AANKOPPELEN
Het aankoppelen gebeurt als volgt:
1 Rij de auto kaarsrecht voor de aanhangwagen,
2 Rij de auto achteruit en gebruik de originele auto spiegels waarin je de twee stadslichten van de
aanhangwagen net kunt zien en hierdoor de trekhaak recht naar de koppeling rijdt,
3 Stop op ongeveer 1 meter met de trekhaak voor de koppeling en zoek via de linker
buitenspiegel contact met de instructeur,
4 De instructeur zal je de laatste meter begeleiden om exact uit te komen,
5 Zet de auto op de parkeerrem en neem de sleutel mee als je uitstapt om aan te koppelen,
6 Haal de vangmuil uit de koppeling door deze open te trekken (naar boven),
7 Draai het zwenkwiel naar boven zodat de koppeling op de trekhaak sluit,
8 Nadat de koppeling zich vergrendeld draai je het zwenkwiel weer een stuk naar onder en
kijk je of deze niet meer los komt maar de auto mee omhoog gaat,
9 Sluit nu eerst de stekker en de losbreekremkabel aan,
10 Daarna het zwenkwiel volledig naar boven,
11 En als laatste de handrem er af en aan de remstang voelen of deze los zit.
CONTROLE NA AANKOPPELEN
Na het aankoppelen vraagt de examinator wat je moet controleren voordat je met de aanhangwagen gaat rijden.
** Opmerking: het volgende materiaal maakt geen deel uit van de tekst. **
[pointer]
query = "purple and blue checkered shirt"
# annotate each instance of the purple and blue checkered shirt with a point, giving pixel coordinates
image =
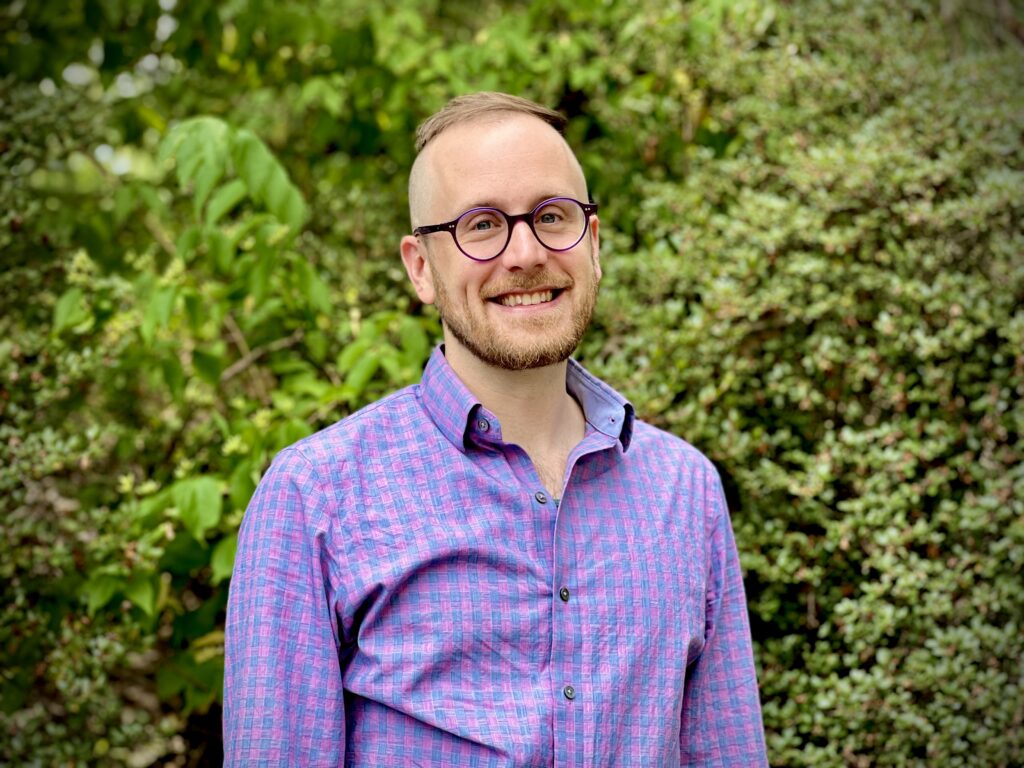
(406, 593)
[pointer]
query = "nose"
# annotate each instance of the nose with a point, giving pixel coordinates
(523, 251)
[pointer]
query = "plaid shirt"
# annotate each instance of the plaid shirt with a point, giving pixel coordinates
(406, 593)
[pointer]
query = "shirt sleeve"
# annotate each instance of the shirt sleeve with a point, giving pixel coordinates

Als je de controle punten gaat opnoemen begin je van voor naar achteren:
1 Dat de stekker en de losbreekremkabel zijn aangesloten,
2 de koppeling goed is vergrendeld (groene plusje),
3 de handrem er af is,
4 er geen scheuren of vervormingen in de balken zitten,
5 de remstang los en goed recht is,
6 het zeil aan de voorkant goed vast zit en er geen scheuren in zitten,
7 er niks op of onder de aanhangwagen ligt,
8 het zeil aan de zijkant goed vast zit en er geen scheuren in zitten,
9 er zijverlichting aanwezig is bij een aanhangwagen van 6 meter of langer,
10 de banden een profieldiepte van minimaal 1,6 mm en een goede spanning hebben,
11 de banden niet poreus zijn en geen beschadigingen hebben,
12 er ventieldopjes op de ventielen zitten om te voorkomen dat er vuil in komt,
13 de wielbouten regelmatig moet controleren,
14 aan de achterkant lengte driehoeken zitten en de verlichting goed werkt,
15 de kentekenplaat overeenkomt met het kentekenbewijs,
16 het zeil goed vast zit en er geen scheuren in zitten,
17 de lading goed verdeeld en vast staat op de aanhangwagen,
AFKOPPELEN
Na het examen moet je de aanhangwagen weer afkoppelen en dit doe je als volgt:
1 let op als je gaat stoppen om de aanhangwagen af te koppelen dat je niet te hard remt
maar heel voorzichtig stopt, dit om te voorkomen dat de oplooprem oploopt. Als dit zou
gebeuren kan de koppeling tegen de bumper slaan bij het ontkoppelen van koppeling en
trekhaak. Ben je toch met veel remdruk tot stilstand gekomen, dan kun je daarna nog
een klein stukje naar voren rijden om de oplooprem uit te trekken.
2 begin altijd met de handrem zodat de voertuigen zeker niet meer weg kunnen lopen,
3 draai het zwenkwiel naar beneden zodat de koppeling niet meer naar onder kan komen,
4 neem de stekker en de losbreekremkabel van de auto los en berg deze op,
5 ontgrendel de koppeling en draai gelijktijdig het zwenkwiel verder naar onder zodat de koppeling
van de trekhaak los komt,
6 de auto kan nu weer wegrijden waarbij je moet opletten dat deze niet achteruit loopt.